As readers of this blog know, I like to keep things nice and segmented.
Rigid. Black and white.
After all, there is always truth on the one hand, and madness or folly on the other.
When it comes to Article III issues, therefore, I have made no secret of my disdain for defendants using a motion to dismiss for lack of standing as a vehicle to raise substantive merits defenses.
Yes, I know that it can sometimes allow a Defendant to preview a critical substantive defense at the pleadings stage–before evidence is generally permitted to be submitted to the court–but it is simply intellectually unpure. The issue in such cases is not whether the Plaintiff has standing to sue–he or she claims o have a valid claim–the issue is that the Plaintiff actually does not have a winning case.
But losing cases are brought in court all the time–see every case ever filed against any of my clients. 😉 Kidding. Sort of.
Anyway the point is, just because the Plaintiff lacks a meritorious claim does not mean that the Plaintiff lacks the ability to have that claim heard in court. Indeed, having a bad claim resolved on the merits is actually in the Defendant’s favor–it assures res judicata effect (i.e. that the Defendant cannot be sued again on the same claims.)
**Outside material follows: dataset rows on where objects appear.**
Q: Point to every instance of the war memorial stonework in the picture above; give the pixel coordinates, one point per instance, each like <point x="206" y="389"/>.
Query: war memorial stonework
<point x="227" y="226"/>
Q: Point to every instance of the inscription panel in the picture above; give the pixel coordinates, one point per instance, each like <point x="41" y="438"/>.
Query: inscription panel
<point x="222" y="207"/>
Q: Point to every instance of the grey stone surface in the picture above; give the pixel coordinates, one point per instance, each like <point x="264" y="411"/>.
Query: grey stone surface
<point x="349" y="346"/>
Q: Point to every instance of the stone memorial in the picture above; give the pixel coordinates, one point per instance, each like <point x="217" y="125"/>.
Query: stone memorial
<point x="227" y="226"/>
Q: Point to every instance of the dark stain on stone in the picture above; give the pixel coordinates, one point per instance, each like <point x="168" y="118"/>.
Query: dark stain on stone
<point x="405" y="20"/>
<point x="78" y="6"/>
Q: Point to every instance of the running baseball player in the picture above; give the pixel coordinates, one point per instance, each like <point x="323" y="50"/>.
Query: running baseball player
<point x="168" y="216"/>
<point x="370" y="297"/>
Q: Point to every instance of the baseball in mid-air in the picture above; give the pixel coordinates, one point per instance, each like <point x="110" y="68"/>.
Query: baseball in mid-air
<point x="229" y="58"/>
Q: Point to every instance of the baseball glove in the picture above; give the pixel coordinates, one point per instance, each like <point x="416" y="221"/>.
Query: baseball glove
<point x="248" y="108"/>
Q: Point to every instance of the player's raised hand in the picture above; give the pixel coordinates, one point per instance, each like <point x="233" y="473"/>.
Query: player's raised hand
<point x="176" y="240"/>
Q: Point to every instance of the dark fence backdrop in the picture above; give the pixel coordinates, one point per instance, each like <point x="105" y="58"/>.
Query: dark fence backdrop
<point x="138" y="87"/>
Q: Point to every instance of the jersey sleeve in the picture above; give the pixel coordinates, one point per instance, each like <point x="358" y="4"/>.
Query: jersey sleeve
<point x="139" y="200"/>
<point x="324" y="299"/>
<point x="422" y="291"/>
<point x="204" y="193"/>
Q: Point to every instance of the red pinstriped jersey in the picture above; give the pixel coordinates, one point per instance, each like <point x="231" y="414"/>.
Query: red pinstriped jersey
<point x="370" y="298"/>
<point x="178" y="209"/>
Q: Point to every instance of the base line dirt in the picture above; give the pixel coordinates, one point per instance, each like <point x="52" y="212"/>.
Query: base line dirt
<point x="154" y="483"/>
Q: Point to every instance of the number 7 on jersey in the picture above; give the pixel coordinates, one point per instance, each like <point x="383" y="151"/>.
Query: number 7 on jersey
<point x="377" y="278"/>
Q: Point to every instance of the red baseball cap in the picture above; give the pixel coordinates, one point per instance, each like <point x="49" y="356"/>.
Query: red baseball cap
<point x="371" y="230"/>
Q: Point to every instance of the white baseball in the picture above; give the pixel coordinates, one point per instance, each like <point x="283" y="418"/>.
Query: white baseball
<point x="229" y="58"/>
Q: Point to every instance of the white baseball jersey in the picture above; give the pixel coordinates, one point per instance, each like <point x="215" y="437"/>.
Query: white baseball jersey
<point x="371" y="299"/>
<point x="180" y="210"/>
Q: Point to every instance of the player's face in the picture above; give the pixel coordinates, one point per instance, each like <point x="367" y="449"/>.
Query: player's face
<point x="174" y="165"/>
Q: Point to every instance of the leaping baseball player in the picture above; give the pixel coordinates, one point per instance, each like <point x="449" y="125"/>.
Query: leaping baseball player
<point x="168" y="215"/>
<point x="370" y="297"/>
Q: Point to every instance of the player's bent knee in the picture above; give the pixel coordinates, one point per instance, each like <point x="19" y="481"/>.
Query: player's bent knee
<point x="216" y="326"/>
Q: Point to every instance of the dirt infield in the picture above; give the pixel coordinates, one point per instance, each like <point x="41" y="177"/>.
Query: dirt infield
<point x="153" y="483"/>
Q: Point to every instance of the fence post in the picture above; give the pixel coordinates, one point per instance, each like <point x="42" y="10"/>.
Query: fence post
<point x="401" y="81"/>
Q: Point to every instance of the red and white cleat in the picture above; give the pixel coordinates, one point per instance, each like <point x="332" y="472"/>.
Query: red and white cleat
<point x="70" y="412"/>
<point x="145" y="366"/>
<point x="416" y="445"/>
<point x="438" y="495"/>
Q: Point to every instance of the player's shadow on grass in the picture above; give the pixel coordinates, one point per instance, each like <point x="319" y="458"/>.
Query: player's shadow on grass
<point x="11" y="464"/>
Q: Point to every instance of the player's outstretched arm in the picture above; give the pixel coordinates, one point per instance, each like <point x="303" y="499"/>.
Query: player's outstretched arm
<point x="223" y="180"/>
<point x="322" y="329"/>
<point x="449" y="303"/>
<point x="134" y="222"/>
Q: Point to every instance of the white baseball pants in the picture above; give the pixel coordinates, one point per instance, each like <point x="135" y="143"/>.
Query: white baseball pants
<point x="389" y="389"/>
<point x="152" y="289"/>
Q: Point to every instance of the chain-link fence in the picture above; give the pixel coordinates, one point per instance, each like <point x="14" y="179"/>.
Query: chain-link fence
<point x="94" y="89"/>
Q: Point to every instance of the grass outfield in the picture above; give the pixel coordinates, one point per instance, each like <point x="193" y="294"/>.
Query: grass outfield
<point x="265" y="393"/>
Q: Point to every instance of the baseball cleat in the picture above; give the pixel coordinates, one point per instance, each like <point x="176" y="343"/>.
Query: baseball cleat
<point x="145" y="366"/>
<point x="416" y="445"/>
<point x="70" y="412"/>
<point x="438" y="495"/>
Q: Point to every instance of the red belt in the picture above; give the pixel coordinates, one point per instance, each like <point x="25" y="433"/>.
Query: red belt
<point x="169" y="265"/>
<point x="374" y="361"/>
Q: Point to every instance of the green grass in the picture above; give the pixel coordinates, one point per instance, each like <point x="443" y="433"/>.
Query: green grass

While the divide between merits and standing issues is wide and obvious–in my mind at least–when it comes to individual claims, I will confess things get murky in the depths of class litigation where the claims of unnamed class members are under consideration, as the new decision in Lackawanna Chiropractic P.C. v. Tivity Health Support, LLC, 18-CV-649-LJV-JJM, 2021 U.S. Dist. LEXIS 162860 (W.D.N.Y. August 27, 2021) highlights.
There the Magistrate Judge had denied preliminary approval to a settlement class concluding that the class included individuals who did not actually receive the faxes at issue and, therefore, lacked standing to sue. Since the parties presented no plan to sort out the class members with standing from those without standing the Magistrate Judge reasoned the settlement must be rejected and denied certification.
The district court, however, disagreed concluding that actual receipt of the fax was a merits issue. It was enough to establish standing that the class members were claiming to have received a fax–whether or not they did was a separate issue to be determined based upon evidence at trial.
Now I want to agree with this ruling, but admittedly the concepts here boggle even my pristinely-analytic mind. And the real issue is the fiction right at the heart of all class litigation–that the unnamed class member (who likely has no idea they are involved in the suit) is somehow pursuing a claim that the class representative wants to be pursued.
So imagine you are in the class of people that the Plaintiff claims received a fax without consent. But in reality you didn’t receive the fax. Or you did consent. No matter. The unreality (i.e. fiction) is that you are suing the Defendant–even though you’re not–claiming that you did receive a fax–even though you didn’t–and that you didn’t consent–even though you did.
Hence, even though you’re not suing, you are. And on a claim you don’t actually have.
And because you are claiming to have received a fax you didn’t receive–and didn’t really claim you had received it– you have standing to sue, even though you didn’t want to sue and–in reality–aren’t suing. And the fact that you lack a valid claim is irrelevant from a standing perspective– sure you’d have lost your dog of a case at trial, but that won’t stop a class action lawyer from bringing the claim anyway and then settling it and pocketing a bunch of money in fees on the claim you never brought.
And this is why I have dedicated my career to defeating class actions. (Indeed, once I kill the TCPA outright I think I’m going to move on to taking out Rule 23 in its entirety. But that’s a different story.)
So again–the divide between merits and standing is still pure and real and sensical (yes, that’s a word) if you accept the central fiction of class litigation in the first instance–that someone who isn’t suing or claiming to have a claim they don’t have is actually doing both of those things.
Of course I reject that entire premise. But the courts are fine with it. As the Lackawanna Chiropractic P.C. decision perfectly demonstrates.